January 2, 2013 by  
Filed under Non-Fiction, WritersCast

978-0807044735 – Beacon Press – hardcover –  $24.95
(ebook editions available at lower prices)

Melanie Hoffert’s Prairie Silence is about growing up on the prairie of North Dakota.  The silence she talks about is most often her own, though there are many other kinds of silences in the small town she grew up in.  Her story is about growing up gay in a place that seems alien to her, in a family she felt she could reveal her true self to (until much later in her life after she had moved away – her eventual coming out story is just emblematic of the awkwardness that she mostly recognizes now was projected rather than felt).

Now living in Minneapolis, Hoffert feels the need to return home to her family farm, to work with her farmer father and brother, reconnect to her mother, and to better understand the place she came from.  Interacting for a solid period of time with family, friends and neighbors gives the book its narrative, and places her in the complicated nexus of self, place and other.

Prairie Silence is a warm, sometimes surprising memoir that combines an internal voice with a clear eyed reflection of the northern plains we often call the “heartland,” whose residents often and perhaps ironically, have terrible challenges connecting with their own hearts and souls, and thus are unable to sympathize with the hearts of others, especially those who don’t share their own values.   But as she learns more about the people she left behind, Hoffert does find connections, and real ones, with many of those to whom she could not trust to reveal herself.

Hoffert’s prose is plainspoken and clear, just as she was in her interview with me about this strong debut work of nonfiction.  A warm and loving memoir I highly recommend and an excellent introduction to a fine new writer.

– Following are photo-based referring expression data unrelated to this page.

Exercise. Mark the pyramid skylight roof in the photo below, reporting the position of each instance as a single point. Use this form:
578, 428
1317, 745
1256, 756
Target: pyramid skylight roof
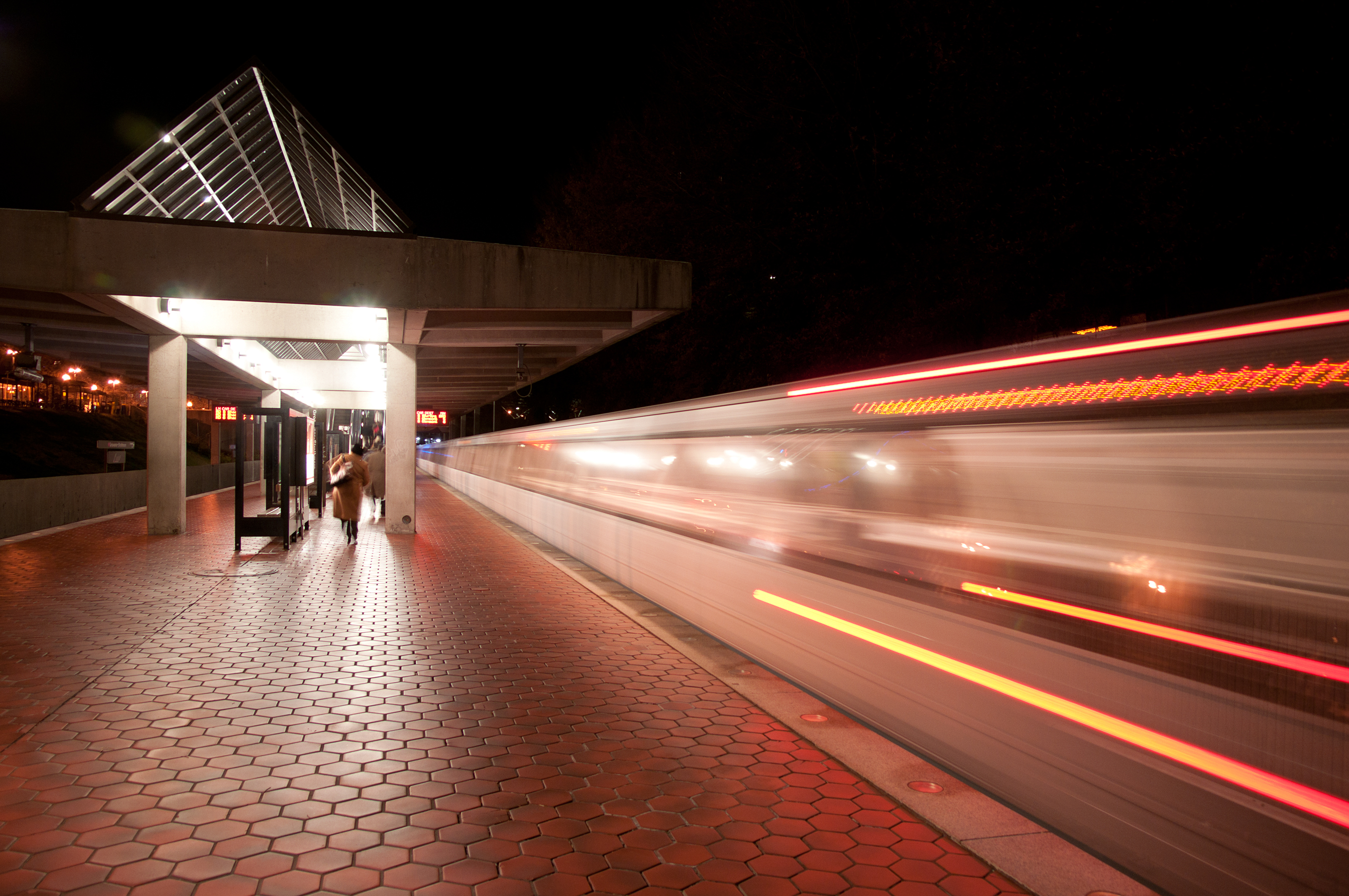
248, 154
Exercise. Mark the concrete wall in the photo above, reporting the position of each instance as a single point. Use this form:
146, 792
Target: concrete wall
27, 505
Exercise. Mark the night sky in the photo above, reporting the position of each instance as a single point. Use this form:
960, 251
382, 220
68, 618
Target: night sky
854, 184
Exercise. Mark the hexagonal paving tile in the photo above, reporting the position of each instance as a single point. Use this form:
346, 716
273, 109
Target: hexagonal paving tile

Melanie has an MFA in creative writing from Hamline University, and her work has appeared in several literary journals. She received the 2005 Creative Nonfiction Award from the Baltimore Review and the 2010 Creative Nonfiction Award from New Millennium Writings. Since 2008 she has worked for Teach For America as managing director of TFANet, the online social-networking hub for their corps members and alumni.

Author website here.

“Sometimes at dusk, when the world is purple, I go searching for elements of a small town in the city. I usually walk down alleys, where yellow light spills from the back of houses onto piles of dusty red bricks and onto old lumber; where forgotten white Christmas lights crawl like vines over many of the fences; where junk cars sit as if in a museum; and recycling bins display the ingredients of meals consumed weeks ago. In alleys people do not have a need to present a manicured life and I feel closer to the neighbors I will never know. In these alleys, where the roads are narrow and life is presented as it is lived—messy and whimsical—I see glimpses of what I left behind.”